Dr James Hindley is a Lecturer in the Physical Sciences of Life in the Department of Chemistry, King’s College London. James leads a multidisciplinary research group that works at the chemical, biological and engineering interface to design and engineer bioinspired molecular assemblies known as synthetic cells.

James gained his MSci in Chemistry from University College London, before undertaking a PhD in Chemical and Synthetic Biology at Imperial College London under the supervision of Profs. Oscar Ces and Charlotte Bevan, working on the engineering of synthetic cells that can respond to their environment. He was awarded the 2020 Katherine Burr Blodgett Award from the RSC & SCI for this work.

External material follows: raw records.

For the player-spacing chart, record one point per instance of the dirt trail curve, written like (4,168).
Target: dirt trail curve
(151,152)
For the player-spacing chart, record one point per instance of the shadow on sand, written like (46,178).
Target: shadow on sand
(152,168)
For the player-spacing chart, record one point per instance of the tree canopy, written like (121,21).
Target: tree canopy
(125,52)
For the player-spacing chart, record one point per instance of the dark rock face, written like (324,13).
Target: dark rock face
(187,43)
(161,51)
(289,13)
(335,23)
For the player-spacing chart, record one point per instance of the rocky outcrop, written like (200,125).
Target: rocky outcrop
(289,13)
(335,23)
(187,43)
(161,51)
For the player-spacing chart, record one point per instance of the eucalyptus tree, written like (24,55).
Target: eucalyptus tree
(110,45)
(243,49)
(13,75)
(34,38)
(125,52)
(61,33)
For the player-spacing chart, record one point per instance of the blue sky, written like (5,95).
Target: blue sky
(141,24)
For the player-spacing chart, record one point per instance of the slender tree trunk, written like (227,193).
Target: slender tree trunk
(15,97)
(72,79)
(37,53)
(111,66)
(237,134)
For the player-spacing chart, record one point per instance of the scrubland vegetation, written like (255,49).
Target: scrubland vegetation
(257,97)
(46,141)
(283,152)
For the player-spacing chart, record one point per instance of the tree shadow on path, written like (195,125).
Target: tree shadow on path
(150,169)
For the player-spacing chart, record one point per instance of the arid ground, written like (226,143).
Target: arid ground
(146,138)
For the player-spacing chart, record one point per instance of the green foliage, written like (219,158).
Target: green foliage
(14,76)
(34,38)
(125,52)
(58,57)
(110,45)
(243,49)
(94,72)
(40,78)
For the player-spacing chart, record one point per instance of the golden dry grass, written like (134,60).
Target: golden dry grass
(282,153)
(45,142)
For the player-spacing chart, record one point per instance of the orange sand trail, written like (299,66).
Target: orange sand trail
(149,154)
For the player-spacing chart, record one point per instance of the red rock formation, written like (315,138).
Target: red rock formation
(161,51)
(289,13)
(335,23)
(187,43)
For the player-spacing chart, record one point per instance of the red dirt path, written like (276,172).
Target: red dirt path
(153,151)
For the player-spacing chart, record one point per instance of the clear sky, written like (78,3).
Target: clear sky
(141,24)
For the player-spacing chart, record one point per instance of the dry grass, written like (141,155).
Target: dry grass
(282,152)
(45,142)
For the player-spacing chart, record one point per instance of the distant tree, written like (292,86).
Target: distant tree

After undertaking an EPSRC Doctoral Prize Fellowship, James was appointed as Departmental Fellow in the Department of Chemistry at Imperial College London. There he developed his research interests in developing automated, robotic methods to produce and characterize synthetic cells, as well as interface them with living systems for bioengineering and medical applications. James’ work has been funded by research awards from EPSRC, BBSRC, Cancer Research UK and Prostate Cancer UK.

James has significant interests in community building for synthetic biology and synthetic cells, and is co-director of the fabriCELL Network for Synthetic Cell Science, co-leader of the JST-BBSRC-funded Japan-UK Synergy Research Consortium and a member of the European SynCell-EU and global Build-a-Cell research networks.

Research

• Synthetic Cells
• Closed-loop discovery
• Microfluidics
• Biomedical translation of synthetic cells.

Research in the Hindley groups takes a multidisciplinary approach to construct bioinspired nano and microsystems known as synthetic cells. By utilising molecular self-assembly, and interfacing compartments with other (bio)molecules, synthetic cells can be constructed with the ability to mimic the architectures, functions and behaviours of biology. We have significant experience in using protein networks, synthetic functional groups and nanoparticle-biomembrane interfaces to create stimuli-responsive synthetic cells that can be remote controlled by the user, as well as environment-responsive synthetic cells that can respond to molecular triggers in their local vicinity.

By incorporating microfluidics and robotics, we aim to create closed-loop systems to both discover new functionality in synthetic cells as well as optimize their ability to undertake user-specified functions (e.g., environment sensing and triggered release). In doing so, we aim to use synthetic cells to study aspects of fundamental biology, as well as create new biotechnologies for application in diverse applications, with a particular focus in biomedicine.